Two tiny gray tree frogs in my garden

Katydids, crickets and sometimes tree frogs are making a racket at night. Although really not unpleasant, to me, they are loud. But more enjoyable to listen to than the neighbor’s barking dog…I found a katydid eating a hyssop flower recently, but who cares about that this late in the year?

katydid eating hyssop flowers in September

katydid eating hyssop flwer

Bees are having their last hurrah now as the blooming season winds down. While native goldenrods and asters are important food sources of food for late season bees and wasps, there are many garden plants that are important nectar and pollen sources as well. In my own garden, I have two hyssops- anise and blue giant hyssop. There were bumblebees and honeybees that went on both, but there were small bees that preferred only the anise hyssop. These bees were very noisy, and hovered near flowers before landing, behaving like hover flies. Most likely these bees were in the Megachilid genera- the leaf-cutting bees. Abdominal hairs collect the pollen in these species and may take on the brilliant colors of pollen from the flowers they visit.

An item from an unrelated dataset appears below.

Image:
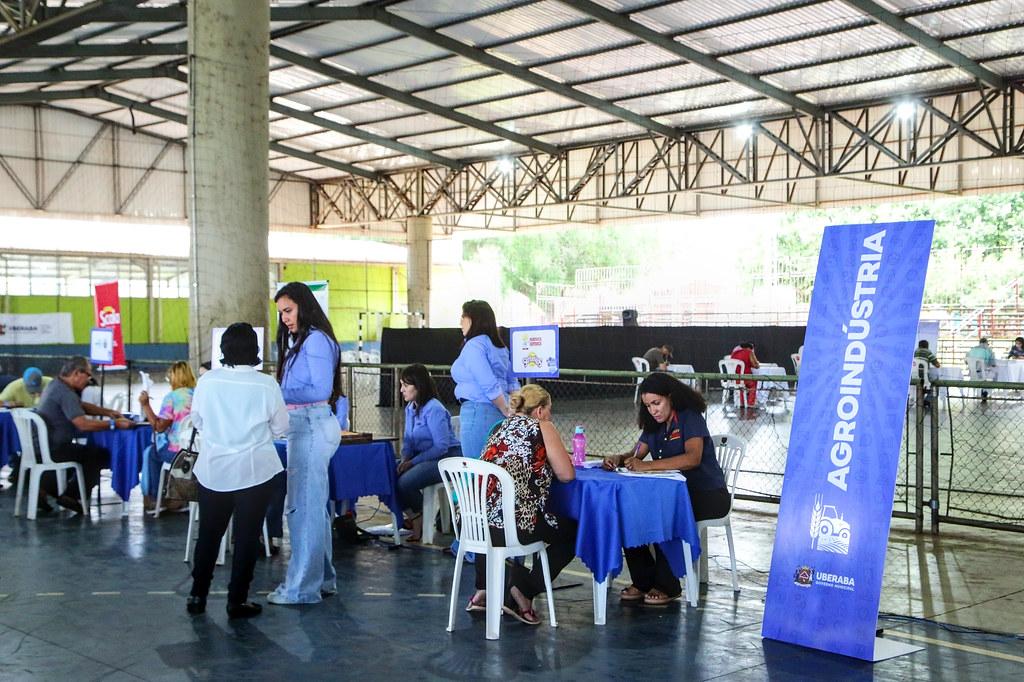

Megachilid leaf cutting bee on aster Belding September 2017

Megachile family leaf-cutting bee on aster

As the season winds down, there are still some caterpillars to be found, like the beloved wooly bears and other tiger moth cats like the yellow bear. A spotted Apotelodes was a good find. A robust, densely hairy caterpillar, this large fellow is notable for three sets of long hairs called “pencils” along the dorsum, and for its equally conspicuous red feet, making it look like it is wearing five pairs of little red shoes.

spotted apatelodes on honeysuckle Cohen Woodland field 9-12-2017 Pamm Cooper photo

Spotted Apatelodes caterpillar showing its little red feet

And just for fun, next year consider planting a candy corn vine, Manettia inflate, on a small trellis.  An annual vine, flowers last well into the fall before the first killing frost. This South American native has tubular flowers that resemble candy corn, and they are a favorite of the hummingbirds (and myself!) in my backyard.